The morning of May 20 was rife with emotion for those among “New York’s Strongest.” The Sanitation Department never wavered during the COVID-19 pandemic, with its workers out in the streets collecting trash, sweeping roadways and plowing snow as most everyone else socially distanced and stayed home.
Unfortunately, that also meant that some of these essential employees succumbed to the deadly virus.
The NYC Department of Sanitation unveiled the memorial Thursday during a special memorial ceremony outside its Spring Street Salt Shed in Lower Manhattan. The sculpture, entitled “Forever Strongest,” is intended to encapsulate the steadfast dedication of their departed colleagues through the material that commemorates their work.
“It’s forged in steel and is a symbol of our loved one’s strength and fortitude and will continue to serve as an enduring reminder of their patriotic service to this city and our country,” DSNY Commissioner Edward Grayson said.
In addition to the unveiling, the event also looked to remember the nine confirmed COVID-19 fatalities DSNY suffered. Both coworkers and family members gathered to pay their respects. Many in attendance were overcome with emotion, sobbing into tissues at their great loss.
As an additional thanks, family members were asked to step up to the podium where they were presented with medals.

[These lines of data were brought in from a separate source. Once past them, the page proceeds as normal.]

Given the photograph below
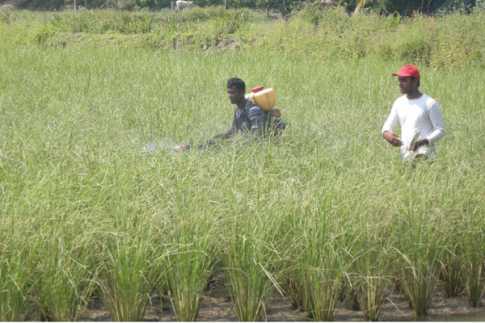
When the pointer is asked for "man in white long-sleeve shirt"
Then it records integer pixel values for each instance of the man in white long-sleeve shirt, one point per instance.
(418, 115)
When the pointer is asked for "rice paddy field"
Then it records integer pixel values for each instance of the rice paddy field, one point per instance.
(325, 223)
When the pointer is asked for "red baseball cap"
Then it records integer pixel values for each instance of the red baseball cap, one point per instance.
(257, 88)
(408, 70)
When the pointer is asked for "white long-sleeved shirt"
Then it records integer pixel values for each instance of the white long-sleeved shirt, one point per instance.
(419, 118)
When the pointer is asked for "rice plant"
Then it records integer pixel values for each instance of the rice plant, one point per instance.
(64, 281)
(188, 268)
(14, 285)
(126, 279)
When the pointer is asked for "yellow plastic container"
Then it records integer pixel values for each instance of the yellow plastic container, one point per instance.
(265, 99)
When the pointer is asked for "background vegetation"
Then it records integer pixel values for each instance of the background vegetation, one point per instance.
(326, 213)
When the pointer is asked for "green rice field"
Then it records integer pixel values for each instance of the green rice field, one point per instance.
(325, 217)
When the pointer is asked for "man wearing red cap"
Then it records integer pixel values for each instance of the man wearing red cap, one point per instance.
(417, 114)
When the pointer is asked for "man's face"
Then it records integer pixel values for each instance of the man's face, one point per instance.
(235, 95)
(407, 84)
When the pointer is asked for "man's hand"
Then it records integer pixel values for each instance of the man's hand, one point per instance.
(181, 148)
(392, 138)
(419, 143)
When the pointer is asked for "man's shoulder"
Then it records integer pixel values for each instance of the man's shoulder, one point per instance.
(399, 101)
(429, 101)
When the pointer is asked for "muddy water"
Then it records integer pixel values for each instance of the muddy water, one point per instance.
(217, 306)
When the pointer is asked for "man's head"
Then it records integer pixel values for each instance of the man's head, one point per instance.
(236, 89)
(408, 77)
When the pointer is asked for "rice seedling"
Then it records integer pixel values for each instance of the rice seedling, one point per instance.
(328, 204)
(64, 281)
(371, 280)
(14, 284)
(188, 268)
(126, 279)
(419, 251)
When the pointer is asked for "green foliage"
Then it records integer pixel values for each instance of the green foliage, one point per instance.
(328, 206)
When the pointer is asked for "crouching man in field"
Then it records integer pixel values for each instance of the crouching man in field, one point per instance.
(417, 114)
(249, 119)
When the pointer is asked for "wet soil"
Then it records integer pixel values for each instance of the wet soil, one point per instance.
(216, 305)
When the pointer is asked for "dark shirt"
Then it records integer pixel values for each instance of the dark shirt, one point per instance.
(250, 119)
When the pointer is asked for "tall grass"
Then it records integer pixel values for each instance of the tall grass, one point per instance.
(127, 278)
(329, 205)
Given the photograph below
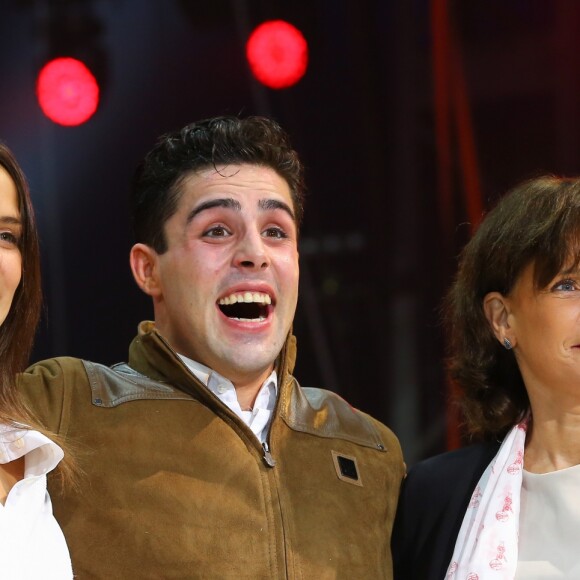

“A facility like this may seem like an unusual location for an event. We store salt across the city, but the storage is special. Often, we just call it a salt shed,” said DSNY Investigator/Trainer Office of Equity, Diversity and Inclusion Evelyn Nieves-Moscol, describing the site as a beautiful piece of architecture, adding, “It’s meaningful that we are honoring all of our colleagues here because earlier this year we unexpectedly lost Michael Friedlander, who spent his entire career as an architect for DSNY. His work has shaped our city, and this is his legacy.”
Approximately 20% of DSNY’s staff wound up testing positive for COVID-19 since March 2020, and while the vaccine rollout has provided reassurance for those still on the job, Grayson also dedicated the hulking sculpture to those who died before testing was readily available.
The statue features a column, vessel, shroud, and a bird sitting upon a rebar-reinforced concrete and was created by Bernard Klevickas, an iron shop worker and machinist. The artist chose to use steel since it represented durability and versatility, reflecting the lives cut short, while the dove is seen providing a shroud of protection on the lost loved one.
“This pandemic has touched virtually every part of this department and every part of New York City. Nearly 2,000 of our colleagues have tested positive for the virus, and as we mourn nine colleagues here today, we also remember the others we lost early on when testing was not readily available,” Grayson said.